Digitization of interlocks through low latency communications: Application to IFMIF-DONES.

Digitization of strategic infrastructures for society in a safe, efficient and sustainable way by developing new sensors and low latency communications technologies together with mechanisms to ensure the security of the critical equipment used.

The consortium formed to carry out DIBA has developed a project for the digitalization of interlocks through low latency communications with direct application to IFMIF-DONES, the future facility that will house a particle accelerator in Granada, where the materials with which future fusion energy reactors will be built will be investigated.

onTech Innovation has coordinated this industrial research initiative, funded by the Ministry of Industry, Trade and Tourism, and developed by the companies JTSEC, Aaron, Orolia and the University of Granada.

DIBA (Digitization of Interlocks through Low Latency Communications) has as its main objective the design of sensors and digitization of the signals produced for subsequent deterministic transmission, secure and with ultra-low latency levels. It is a neutron radiation sensor linked to the generation of interlocks for subsequent transmission over reliable, cyber-secure and deterministic Ethernet networks.

The environments in which particle accelerator control systems are deployed must be capable of enabling the reliable propagation and delivery of data from the various sensors and facility control signals. The nature of these control signals can be highly critical, as they are responsible for propagating messages such as those indicating the need for an emergency shutdown to protect the facility, communicating the status of the accelerator’s critical systems, or propagating alarm signals to the plant operators.

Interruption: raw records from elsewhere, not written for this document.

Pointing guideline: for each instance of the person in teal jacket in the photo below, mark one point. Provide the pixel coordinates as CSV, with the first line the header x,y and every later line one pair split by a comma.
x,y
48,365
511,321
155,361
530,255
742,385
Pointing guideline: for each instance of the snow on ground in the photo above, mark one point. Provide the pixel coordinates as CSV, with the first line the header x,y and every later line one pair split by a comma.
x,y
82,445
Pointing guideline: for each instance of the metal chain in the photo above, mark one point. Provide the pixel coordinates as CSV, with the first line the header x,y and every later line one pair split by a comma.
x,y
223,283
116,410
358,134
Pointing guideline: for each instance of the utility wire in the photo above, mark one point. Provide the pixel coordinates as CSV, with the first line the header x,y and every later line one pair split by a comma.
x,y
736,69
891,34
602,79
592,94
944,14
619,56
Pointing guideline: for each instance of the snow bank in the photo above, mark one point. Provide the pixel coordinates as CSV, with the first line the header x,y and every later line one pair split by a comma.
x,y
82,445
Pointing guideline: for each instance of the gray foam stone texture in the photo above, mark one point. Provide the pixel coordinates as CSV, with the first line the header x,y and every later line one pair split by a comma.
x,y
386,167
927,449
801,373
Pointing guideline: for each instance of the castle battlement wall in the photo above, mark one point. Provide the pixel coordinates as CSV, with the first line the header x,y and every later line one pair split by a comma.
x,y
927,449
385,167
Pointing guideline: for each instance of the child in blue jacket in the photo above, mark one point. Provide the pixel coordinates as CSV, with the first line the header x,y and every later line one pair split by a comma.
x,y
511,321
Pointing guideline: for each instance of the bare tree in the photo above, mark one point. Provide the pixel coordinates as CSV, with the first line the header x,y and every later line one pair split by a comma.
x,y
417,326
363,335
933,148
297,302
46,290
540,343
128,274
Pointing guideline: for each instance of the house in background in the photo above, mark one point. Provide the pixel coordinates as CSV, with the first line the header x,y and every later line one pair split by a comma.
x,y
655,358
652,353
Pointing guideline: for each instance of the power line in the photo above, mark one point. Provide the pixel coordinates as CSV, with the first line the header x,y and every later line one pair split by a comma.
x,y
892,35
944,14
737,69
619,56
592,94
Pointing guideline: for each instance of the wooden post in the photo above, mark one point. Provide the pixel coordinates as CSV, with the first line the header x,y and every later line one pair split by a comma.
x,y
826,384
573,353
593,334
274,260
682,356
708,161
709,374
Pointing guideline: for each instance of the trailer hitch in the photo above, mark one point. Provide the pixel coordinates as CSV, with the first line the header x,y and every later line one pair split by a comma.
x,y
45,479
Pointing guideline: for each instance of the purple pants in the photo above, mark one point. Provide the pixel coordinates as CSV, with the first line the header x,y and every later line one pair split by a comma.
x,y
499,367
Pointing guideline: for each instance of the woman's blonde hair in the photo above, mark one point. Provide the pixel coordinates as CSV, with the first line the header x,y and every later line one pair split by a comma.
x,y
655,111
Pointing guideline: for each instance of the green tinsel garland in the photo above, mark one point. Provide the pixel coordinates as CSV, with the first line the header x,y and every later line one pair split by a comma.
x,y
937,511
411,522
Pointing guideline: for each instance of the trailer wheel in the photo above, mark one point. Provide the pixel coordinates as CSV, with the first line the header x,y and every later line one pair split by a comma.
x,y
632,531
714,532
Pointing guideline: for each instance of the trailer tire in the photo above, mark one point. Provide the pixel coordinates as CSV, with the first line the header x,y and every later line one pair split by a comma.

These critical signals also coexist with the accelerator’s multiple data sources, such as the signaling systems themselves, flows from various sensors, generic TCP/IP communications, etc., which can also be transported as analog signals, digital signals and over Ethernet networks, among others, thus resulting in a complex communications environment that is difficult to manage and even susceptible to noise and crosstalk when transmitting analog signals.

Security in the new accelerator transport network is also of paramount importance. In this area, DIBA has placed special emphasis on studying the main cybersecurity aspects of the TSN-Z16 switch to enable its certification and use in such critical installations as an accelerator. As a result of the project, a proof of concept has been proposed to simulate the accelerator control network environment to study the performance of the TSN system to propagate digitized interlocks, ensuring low communication latency and the availability of a high aggregation capacity of various data flows.

This is only the first of the three stages marked in the roadmap for the creation of DIBA, in which the consortium collaborates in improving the cybersecurity of a pioneering project at European level, and which is the stage prior to the commercial implementation of fusion reactors, whose objective is the generation of energy from the thermonuclear fusion of confined ions.

The DIBA initiative is financed by the Ministry of Industry, Trade and Tourism, as part of the Recovery, Transformation and Resilience Plan, with Next Generation EU funds from the European Union.